「これまでにない深刻かつ重大な脅威」。北朝鮮は29日、弾道ミサイルを発射し、事前通告なしに日本上空を通過させた。これ以上の暴挙を未然に防ぎ、国民の生命・財産を守るには、北朝鮮への圧力や、防衛態勢の強化が欠かせない。ただ、地方自治体やインフラ企業にとっては「ミサイル着弾」という万一の事態を想定した備えも必要となる。 (村上智博、中村雅和)=1面参照

福岡県は平成18年に策定した県国民保護計画に基づき、対応する。

「日本が武力攻撃を受けた」と政府が認定した場合、県庁に「国民保護対策本部」を設置し、知事が住民に避難指示を出す。避難先として県内約4500施設も選んでいる。

仮にミサイル着弾などで、被災した市町村が混乱に陥った場合、県は消防や警察も入った「現地調整所」を現場周辺に設ける。
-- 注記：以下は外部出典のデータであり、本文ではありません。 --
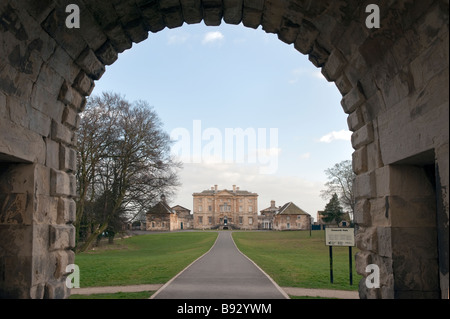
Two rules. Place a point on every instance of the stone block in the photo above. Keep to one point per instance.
(61, 237)
(84, 84)
(56, 290)
(70, 96)
(363, 136)
(410, 213)
(52, 159)
(359, 160)
(334, 65)
(64, 65)
(384, 241)
(355, 120)
(319, 55)
(69, 39)
(306, 37)
(21, 143)
(60, 184)
(67, 159)
(152, 17)
(70, 117)
(232, 11)
(106, 54)
(288, 31)
(352, 100)
(66, 211)
(212, 12)
(39, 122)
(14, 209)
(172, 13)
(89, 63)
(137, 31)
(362, 212)
(18, 111)
(4, 112)
(364, 186)
(61, 133)
(46, 209)
(343, 84)
(379, 211)
(367, 240)
(415, 251)
(406, 181)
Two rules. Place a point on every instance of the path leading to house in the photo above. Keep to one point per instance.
(222, 273)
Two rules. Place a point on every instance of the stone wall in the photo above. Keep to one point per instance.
(394, 83)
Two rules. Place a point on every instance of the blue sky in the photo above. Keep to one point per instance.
(211, 79)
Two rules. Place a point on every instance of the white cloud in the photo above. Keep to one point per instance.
(343, 135)
(282, 189)
(212, 37)
(177, 38)
(305, 155)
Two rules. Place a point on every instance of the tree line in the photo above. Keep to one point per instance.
(339, 191)
(124, 165)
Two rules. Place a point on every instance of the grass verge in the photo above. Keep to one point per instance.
(293, 259)
(145, 259)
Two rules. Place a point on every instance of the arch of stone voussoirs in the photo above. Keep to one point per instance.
(394, 83)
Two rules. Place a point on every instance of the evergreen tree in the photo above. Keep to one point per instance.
(333, 211)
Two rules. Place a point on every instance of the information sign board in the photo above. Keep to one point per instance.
(340, 236)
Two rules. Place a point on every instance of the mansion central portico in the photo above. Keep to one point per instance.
(225, 209)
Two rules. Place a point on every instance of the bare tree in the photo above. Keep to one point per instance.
(340, 182)
(125, 163)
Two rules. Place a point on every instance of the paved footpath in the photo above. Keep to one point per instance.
(222, 273)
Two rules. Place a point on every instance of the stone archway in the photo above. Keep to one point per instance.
(394, 83)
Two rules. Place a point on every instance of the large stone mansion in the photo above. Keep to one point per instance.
(226, 209)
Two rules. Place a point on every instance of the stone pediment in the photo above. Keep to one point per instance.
(224, 193)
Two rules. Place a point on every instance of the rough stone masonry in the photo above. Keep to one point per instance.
(394, 85)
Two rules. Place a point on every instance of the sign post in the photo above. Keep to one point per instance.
(340, 237)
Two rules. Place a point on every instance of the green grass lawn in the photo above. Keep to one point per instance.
(146, 259)
(293, 259)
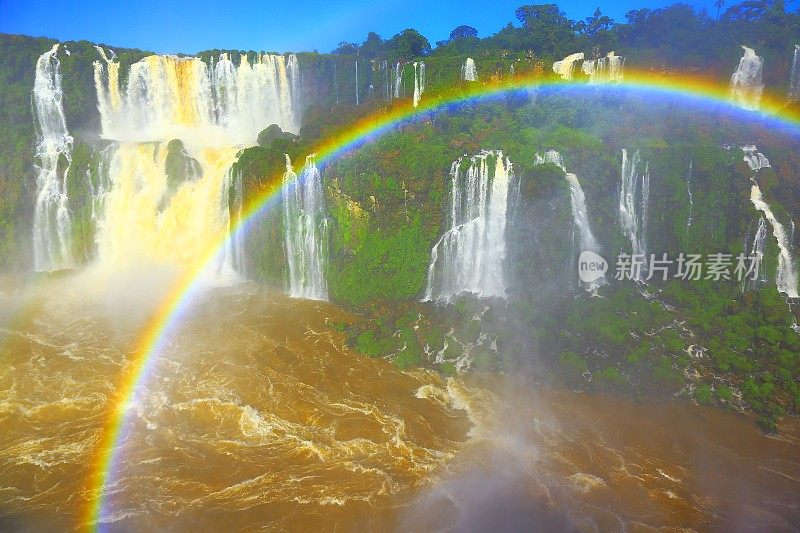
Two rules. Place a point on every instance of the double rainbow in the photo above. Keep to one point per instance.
(176, 304)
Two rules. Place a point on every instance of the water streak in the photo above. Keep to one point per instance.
(468, 70)
(168, 97)
(305, 231)
(606, 69)
(746, 86)
(565, 68)
(794, 76)
(634, 197)
(52, 227)
(786, 275)
(580, 214)
(419, 81)
(469, 256)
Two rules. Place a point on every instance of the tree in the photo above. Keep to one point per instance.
(598, 29)
(546, 30)
(346, 49)
(596, 24)
(373, 46)
(409, 44)
(538, 15)
(462, 32)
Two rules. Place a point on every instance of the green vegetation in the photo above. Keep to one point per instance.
(709, 342)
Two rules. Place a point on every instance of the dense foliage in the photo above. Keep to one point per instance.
(387, 200)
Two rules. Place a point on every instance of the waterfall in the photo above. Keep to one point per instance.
(634, 196)
(786, 275)
(305, 231)
(606, 69)
(52, 229)
(166, 191)
(756, 249)
(566, 67)
(357, 102)
(794, 76)
(469, 256)
(398, 80)
(151, 215)
(168, 97)
(387, 83)
(689, 193)
(746, 86)
(580, 214)
(754, 159)
(468, 70)
(232, 199)
(419, 81)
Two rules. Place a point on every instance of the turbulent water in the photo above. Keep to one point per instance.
(469, 256)
(305, 231)
(786, 277)
(608, 69)
(285, 428)
(634, 198)
(580, 214)
(468, 70)
(746, 86)
(52, 231)
(566, 67)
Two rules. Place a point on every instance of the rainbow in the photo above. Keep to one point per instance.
(175, 305)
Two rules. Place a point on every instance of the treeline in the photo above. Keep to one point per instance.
(677, 36)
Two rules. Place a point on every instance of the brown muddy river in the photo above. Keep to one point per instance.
(256, 416)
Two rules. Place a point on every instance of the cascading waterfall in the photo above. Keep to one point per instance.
(357, 102)
(387, 82)
(469, 256)
(756, 249)
(580, 214)
(754, 159)
(606, 69)
(786, 275)
(794, 76)
(634, 197)
(305, 231)
(146, 218)
(419, 81)
(53, 154)
(166, 191)
(468, 70)
(689, 193)
(168, 97)
(566, 67)
(398, 80)
(746, 86)
(232, 198)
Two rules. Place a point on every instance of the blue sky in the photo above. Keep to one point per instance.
(277, 25)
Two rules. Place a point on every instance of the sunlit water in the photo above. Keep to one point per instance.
(257, 417)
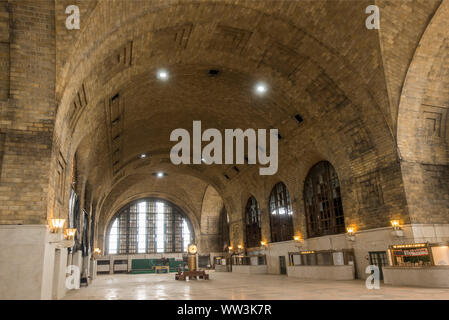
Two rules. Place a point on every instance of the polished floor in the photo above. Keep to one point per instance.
(231, 286)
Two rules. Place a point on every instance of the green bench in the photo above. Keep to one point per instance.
(139, 266)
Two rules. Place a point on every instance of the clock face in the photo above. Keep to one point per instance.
(192, 249)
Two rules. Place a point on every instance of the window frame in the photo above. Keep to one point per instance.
(281, 225)
(326, 221)
(127, 241)
(253, 225)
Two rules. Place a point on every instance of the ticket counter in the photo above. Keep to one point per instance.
(418, 264)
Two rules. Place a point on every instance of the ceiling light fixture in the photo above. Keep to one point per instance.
(162, 75)
(261, 88)
(159, 174)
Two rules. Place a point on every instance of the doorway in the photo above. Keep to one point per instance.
(379, 259)
(282, 265)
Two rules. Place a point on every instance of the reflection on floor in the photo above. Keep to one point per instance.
(226, 286)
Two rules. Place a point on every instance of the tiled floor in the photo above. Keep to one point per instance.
(227, 286)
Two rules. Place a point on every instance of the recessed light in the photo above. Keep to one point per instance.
(159, 174)
(162, 75)
(261, 88)
(213, 72)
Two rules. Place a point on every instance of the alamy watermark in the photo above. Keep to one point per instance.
(212, 153)
(73, 20)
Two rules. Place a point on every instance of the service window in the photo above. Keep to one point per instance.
(411, 255)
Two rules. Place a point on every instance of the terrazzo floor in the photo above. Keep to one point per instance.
(232, 286)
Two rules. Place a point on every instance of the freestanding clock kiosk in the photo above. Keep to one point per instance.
(193, 273)
(192, 250)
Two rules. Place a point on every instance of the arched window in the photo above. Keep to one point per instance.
(281, 214)
(149, 226)
(322, 199)
(223, 227)
(253, 227)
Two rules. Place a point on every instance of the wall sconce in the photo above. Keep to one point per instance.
(350, 233)
(56, 225)
(69, 233)
(395, 224)
(397, 231)
(298, 241)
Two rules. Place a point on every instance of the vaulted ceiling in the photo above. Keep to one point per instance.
(317, 58)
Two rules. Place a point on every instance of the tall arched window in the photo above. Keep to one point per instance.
(223, 228)
(281, 214)
(322, 198)
(253, 227)
(149, 226)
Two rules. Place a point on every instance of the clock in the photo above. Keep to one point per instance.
(192, 249)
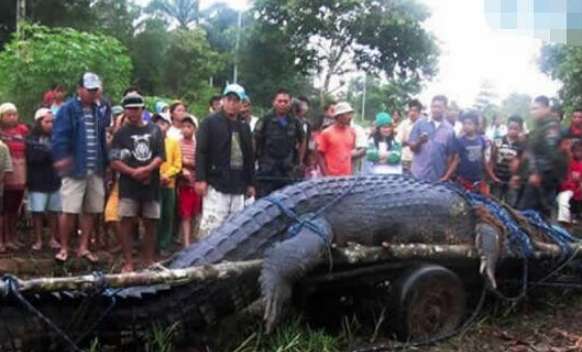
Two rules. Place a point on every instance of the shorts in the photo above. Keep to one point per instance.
(189, 202)
(129, 208)
(12, 201)
(112, 206)
(85, 195)
(39, 202)
(217, 207)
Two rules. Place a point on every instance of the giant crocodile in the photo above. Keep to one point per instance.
(367, 210)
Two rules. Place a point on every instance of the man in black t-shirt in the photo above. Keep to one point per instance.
(506, 156)
(137, 152)
(279, 141)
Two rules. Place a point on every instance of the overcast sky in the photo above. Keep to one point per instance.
(473, 52)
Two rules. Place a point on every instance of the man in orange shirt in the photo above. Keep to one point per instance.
(336, 144)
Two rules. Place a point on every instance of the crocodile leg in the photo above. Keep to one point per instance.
(289, 261)
(488, 243)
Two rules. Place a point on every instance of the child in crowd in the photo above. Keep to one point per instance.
(137, 152)
(506, 156)
(189, 202)
(177, 113)
(571, 188)
(14, 135)
(470, 162)
(42, 180)
(384, 152)
(5, 167)
(168, 173)
(312, 168)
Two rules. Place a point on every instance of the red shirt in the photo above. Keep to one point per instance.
(573, 179)
(14, 137)
(336, 144)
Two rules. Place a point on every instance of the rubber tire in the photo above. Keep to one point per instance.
(430, 291)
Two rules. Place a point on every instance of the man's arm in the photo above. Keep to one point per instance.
(62, 139)
(454, 161)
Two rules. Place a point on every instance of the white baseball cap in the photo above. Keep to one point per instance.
(40, 113)
(90, 81)
(343, 108)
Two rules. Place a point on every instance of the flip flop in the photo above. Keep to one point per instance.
(55, 245)
(89, 256)
(62, 257)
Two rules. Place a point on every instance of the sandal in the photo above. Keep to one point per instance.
(55, 244)
(12, 246)
(126, 269)
(37, 246)
(89, 256)
(62, 256)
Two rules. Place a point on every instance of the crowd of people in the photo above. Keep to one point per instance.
(85, 162)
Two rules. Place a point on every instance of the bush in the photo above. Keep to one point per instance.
(39, 57)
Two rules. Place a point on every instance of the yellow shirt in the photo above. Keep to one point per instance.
(173, 164)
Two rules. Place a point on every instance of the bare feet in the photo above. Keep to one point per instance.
(37, 246)
(62, 256)
(89, 256)
(127, 268)
(55, 244)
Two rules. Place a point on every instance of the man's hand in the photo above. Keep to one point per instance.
(201, 188)
(251, 192)
(63, 165)
(141, 173)
(535, 180)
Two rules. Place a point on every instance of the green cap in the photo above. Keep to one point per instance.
(383, 119)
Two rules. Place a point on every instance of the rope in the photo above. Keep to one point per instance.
(461, 330)
(12, 284)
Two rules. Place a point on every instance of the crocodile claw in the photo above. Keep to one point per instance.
(275, 299)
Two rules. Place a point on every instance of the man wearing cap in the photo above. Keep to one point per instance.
(432, 141)
(79, 150)
(336, 144)
(224, 161)
(279, 138)
(137, 152)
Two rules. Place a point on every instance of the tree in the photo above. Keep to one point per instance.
(148, 50)
(372, 35)
(39, 57)
(382, 96)
(183, 12)
(517, 104)
(485, 100)
(564, 63)
(189, 62)
(7, 20)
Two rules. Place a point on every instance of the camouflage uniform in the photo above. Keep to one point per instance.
(543, 157)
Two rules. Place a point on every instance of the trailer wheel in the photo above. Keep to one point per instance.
(429, 302)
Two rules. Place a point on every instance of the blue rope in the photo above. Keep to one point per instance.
(13, 289)
(308, 220)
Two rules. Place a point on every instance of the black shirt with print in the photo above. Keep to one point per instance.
(137, 146)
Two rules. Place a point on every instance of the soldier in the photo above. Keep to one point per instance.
(278, 141)
(544, 163)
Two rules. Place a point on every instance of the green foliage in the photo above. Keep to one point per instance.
(293, 337)
(564, 63)
(383, 36)
(184, 12)
(161, 339)
(517, 104)
(381, 96)
(40, 57)
(148, 50)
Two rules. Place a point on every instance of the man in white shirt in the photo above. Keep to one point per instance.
(403, 133)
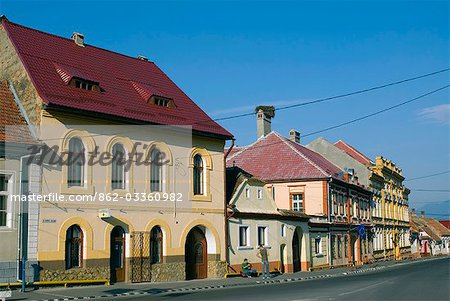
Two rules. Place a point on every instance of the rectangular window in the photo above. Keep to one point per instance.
(318, 245)
(335, 204)
(244, 236)
(339, 239)
(341, 202)
(333, 246)
(297, 202)
(262, 235)
(259, 194)
(4, 198)
(283, 230)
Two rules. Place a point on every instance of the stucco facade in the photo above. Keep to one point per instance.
(394, 210)
(285, 235)
(79, 222)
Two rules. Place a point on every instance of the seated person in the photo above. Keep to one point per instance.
(247, 269)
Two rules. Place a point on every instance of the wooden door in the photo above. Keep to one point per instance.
(117, 260)
(296, 253)
(196, 255)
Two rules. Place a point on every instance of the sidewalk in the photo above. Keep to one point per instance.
(130, 289)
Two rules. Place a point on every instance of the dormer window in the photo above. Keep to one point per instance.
(161, 101)
(153, 96)
(83, 84)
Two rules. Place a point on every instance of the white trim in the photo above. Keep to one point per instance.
(248, 234)
(266, 234)
(9, 202)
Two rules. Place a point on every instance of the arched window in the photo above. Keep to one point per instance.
(75, 162)
(74, 247)
(198, 181)
(118, 165)
(156, 246)
(156, 170)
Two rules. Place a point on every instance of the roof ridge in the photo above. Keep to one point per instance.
(286, 141)
(244, 148)
(69, 39)
(355, 150)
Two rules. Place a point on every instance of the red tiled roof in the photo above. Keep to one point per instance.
(51, 61)
(438, 227)
(425, 226)
(446, 223)
(13, 126)
(234, 150)
(353, 152)
(275, 157)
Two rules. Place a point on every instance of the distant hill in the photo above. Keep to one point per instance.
(436, 210)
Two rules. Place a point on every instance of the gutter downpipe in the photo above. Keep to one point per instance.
(23, 223)
(227, 259)
(329, 223)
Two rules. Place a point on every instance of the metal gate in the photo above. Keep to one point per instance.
(140, 260)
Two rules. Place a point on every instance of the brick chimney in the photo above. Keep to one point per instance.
(78, 39)
(264, 115)
(294, 136)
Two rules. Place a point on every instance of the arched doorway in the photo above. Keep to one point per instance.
(156, 245)
(117, 259)
(283, 260)
(296, 264)
(196, 255)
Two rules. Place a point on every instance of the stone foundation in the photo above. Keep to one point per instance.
(8, 271)
(217, 269)
(91, 273)
(164, 272)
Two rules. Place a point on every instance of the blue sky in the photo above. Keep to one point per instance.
(231, 56)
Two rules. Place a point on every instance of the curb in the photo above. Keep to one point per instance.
(364, 270)
(190, 289)
(211, 287)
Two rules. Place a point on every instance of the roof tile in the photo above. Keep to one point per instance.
(44, 54)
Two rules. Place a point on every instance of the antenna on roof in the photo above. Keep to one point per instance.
(78, 39)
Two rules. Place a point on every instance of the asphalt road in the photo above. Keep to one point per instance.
(423, 280)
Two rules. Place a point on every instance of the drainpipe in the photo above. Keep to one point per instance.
(227, 259)
(330, 260)
(23, 221)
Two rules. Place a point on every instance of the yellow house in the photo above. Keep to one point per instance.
(395, 209)
(132, 169)
(390, 204)
(254, 219)
(301, 180)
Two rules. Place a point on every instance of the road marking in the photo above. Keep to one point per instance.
(363, 288)
(55, 295)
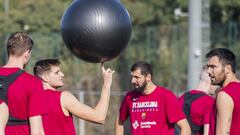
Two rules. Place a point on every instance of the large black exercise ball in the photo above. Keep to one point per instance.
(96, 30)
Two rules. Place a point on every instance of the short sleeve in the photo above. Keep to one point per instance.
(124, 110)
(206, 117)
(37, 99)
(173, 108)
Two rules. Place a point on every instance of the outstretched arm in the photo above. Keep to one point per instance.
(3, 117)
(97, 114)
(224, 113)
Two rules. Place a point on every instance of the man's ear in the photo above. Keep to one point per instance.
(149, 77)
(45, 78)
(228, 69)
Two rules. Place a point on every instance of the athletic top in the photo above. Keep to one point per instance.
(233, 90)
(200, 108)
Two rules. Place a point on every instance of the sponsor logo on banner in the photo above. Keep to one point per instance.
(135, 124)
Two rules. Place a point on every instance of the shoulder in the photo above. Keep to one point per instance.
(29, 77)
(66, 95)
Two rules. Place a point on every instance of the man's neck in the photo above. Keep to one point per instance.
(229, 79)
(204, 87)
(149, 88)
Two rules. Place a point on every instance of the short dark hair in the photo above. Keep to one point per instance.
(143, 66)
(226, 56)
(44, 65)
(18, 43)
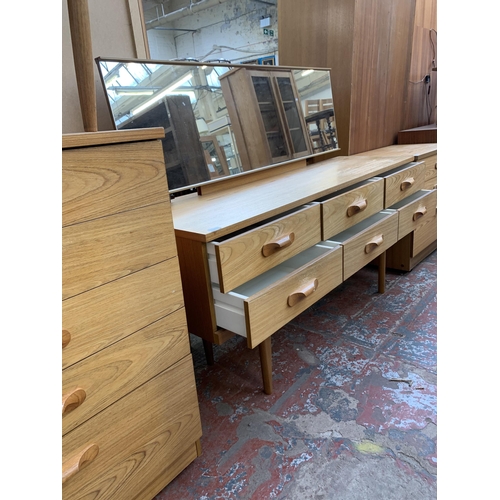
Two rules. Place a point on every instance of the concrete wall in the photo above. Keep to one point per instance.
(228, 30)
(112, 24)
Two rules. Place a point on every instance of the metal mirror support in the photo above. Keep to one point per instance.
(222, 119)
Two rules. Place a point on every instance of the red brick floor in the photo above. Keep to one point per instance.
(353, 412)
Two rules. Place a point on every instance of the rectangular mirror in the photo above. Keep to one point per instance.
(222, 119)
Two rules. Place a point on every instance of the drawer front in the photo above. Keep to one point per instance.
(417, 212)
(347, 209)
(361, 248)
(403, 182)
(137, 439)
(99, 380)
(430, 172)
(260, 307)
(104, 180)
(248, 255)
(275, 306)
(102, 250)
(104, 315)
(424, 235)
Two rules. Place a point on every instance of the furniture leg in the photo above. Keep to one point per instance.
(381, 272)
(266, 365)
(209, 351)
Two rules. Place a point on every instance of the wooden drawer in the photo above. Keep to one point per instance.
(367, 240)
(424, 235)
(415, 210)
(99, 380)
(403, 181)
(261, 306)
(108, 248)
(430, 172)
(350, 206)
(104, 180)
(138, 439)
(106, 314)
(236, 260)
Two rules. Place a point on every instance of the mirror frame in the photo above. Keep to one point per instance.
(190, 63)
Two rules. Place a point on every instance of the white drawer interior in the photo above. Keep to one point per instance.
(361, 226)
(410, 199)
(229, 307)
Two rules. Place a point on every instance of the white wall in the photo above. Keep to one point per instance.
(230, 30)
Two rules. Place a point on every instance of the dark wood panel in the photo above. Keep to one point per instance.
(328, 45)
(381, 55)
(367, 45)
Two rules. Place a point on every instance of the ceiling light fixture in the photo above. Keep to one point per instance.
(162, 94)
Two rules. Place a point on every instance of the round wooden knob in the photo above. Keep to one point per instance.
(80, 460)
(356, 207)
(373, 244)
(66, 338)
(73, 400)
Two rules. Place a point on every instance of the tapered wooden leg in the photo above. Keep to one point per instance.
(381, 272)
(209, 351)
(266, 364)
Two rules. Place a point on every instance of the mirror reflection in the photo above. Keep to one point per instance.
(222, 119)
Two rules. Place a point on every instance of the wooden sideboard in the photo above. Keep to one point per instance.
(255, 255)
(130, 416)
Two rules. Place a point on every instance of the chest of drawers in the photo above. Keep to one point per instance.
(422, 240)
(130, 417)
(255, 255)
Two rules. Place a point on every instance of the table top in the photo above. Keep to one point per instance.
(208, 217)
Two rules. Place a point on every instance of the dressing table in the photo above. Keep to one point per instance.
(242, 270)
(258, 247)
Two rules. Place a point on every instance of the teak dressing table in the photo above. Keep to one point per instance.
(256, 251)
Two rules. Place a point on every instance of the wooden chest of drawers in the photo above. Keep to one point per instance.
(130, 417)
(422, 240)
(255, 255)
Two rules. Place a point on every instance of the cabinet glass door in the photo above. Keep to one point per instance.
(270, 117)
(292, 115)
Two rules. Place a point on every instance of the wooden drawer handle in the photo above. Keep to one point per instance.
(421, 211)
(274, 246)
(376, 242)
(75, 464)
(73, 400)
(407, 183)
(304, 292)
(66, 338)
(356, 207)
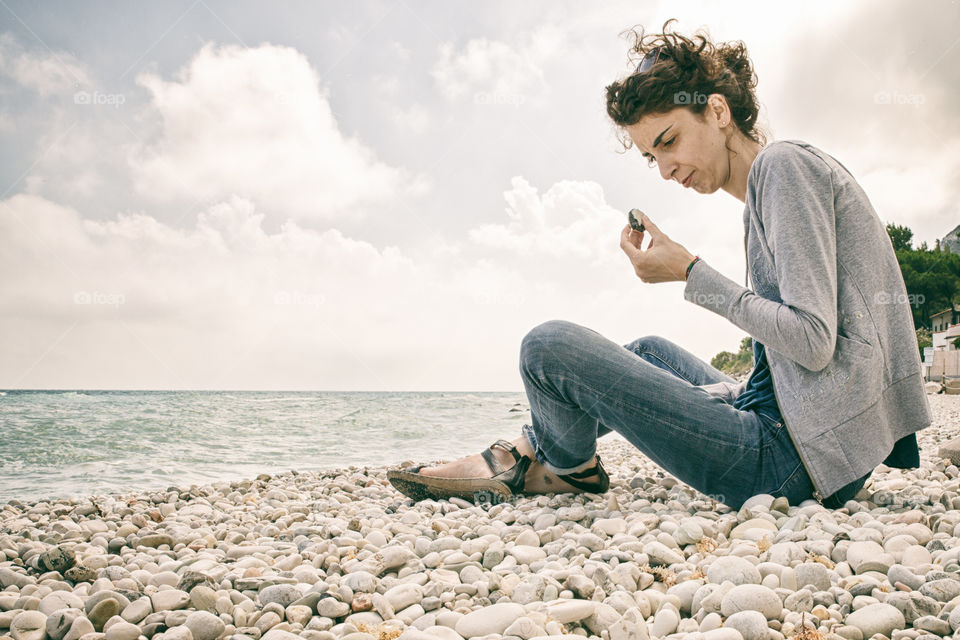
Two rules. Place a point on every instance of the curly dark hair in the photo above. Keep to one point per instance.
(686, 68)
関係機関が連携して、状況把握や避難誘導に努める。

生物・化学(BC)兵器も想定する。市町村の防災無線などを通じて、住民に注意を促す。「屋内では換気扇を止め、窓に目張りをする」「屋外なら口と鼻をハンカチで覆い、密閉性の高い部屋や、少しでも風上に避難する」といった内容となる。

福岡県はBC兵器も想定し、関係機関と図上訓練を繰り返している。

インフラ企業も、備えの充実を図る。

九州電力は非常事態の発生に合わせて、社長をトップとする「国民保護対策総本部」を設置し、送電網復旧などに力を注ぐ。

原発のある佐賀県玄海町、鹿児島県薩摩川内市に全国瞬時警報システム(Jアラート)が発令された場合、九電はただちに、原子炉停止の作業を始める。

その後、周辺の放射線測定値に異常があれば、速やかに関係機関に通報する。

異常が継続・拡大した場合、拠点となるオフサイトセンターで対応する。玄海原発では佐賀県唐津市に、川内原発は薩摩川内市に設置している。センターには九電や地元自治体、国などの担当者が集結する。

九電は平成18年に、全般的な非常時対応マニュアルとなる「業務計画」を、25年には原発に特化した「防災業務計画」を策定した。

自然災害や機器のトラブルだけでなく、ミサイル着弾も、これらの計画に沿って対応する。

◆輸送力の確保

非常時は住民避難も、大きな課題となる。

自治体はJR九州や西日本鉄道などの交通各社と調整し、輸送力の確保に努める。九州に多い離島からの避難については、海上保安本部に協力を要請する。

JR九州は「ミサイル着弾を想定した専用のマニュアルはないが、輸送力確保のために、できる限りのことはする」(広報担当者)としている。

そのJR九州は、Jアラートや、緊急情報ネットワークシステム(エムネット)などで、ミサイル飛来が伝達された場合、いったんはすべての列車運行を停止する。安全が確認されるまで、列車はその場で待機する。

関係者は最悪の事態も想定して、備える。

ただ、29日の場合、ミサイル発射(午前5時58分)から、北海道襟裳岬上空の通過(同6時6分ごろ)まで、10分もなかった。自治体や企業として、できることは限られる。

北朝鮮にミサイルを撃たせない外交力、防衛力の強化が欠かせない。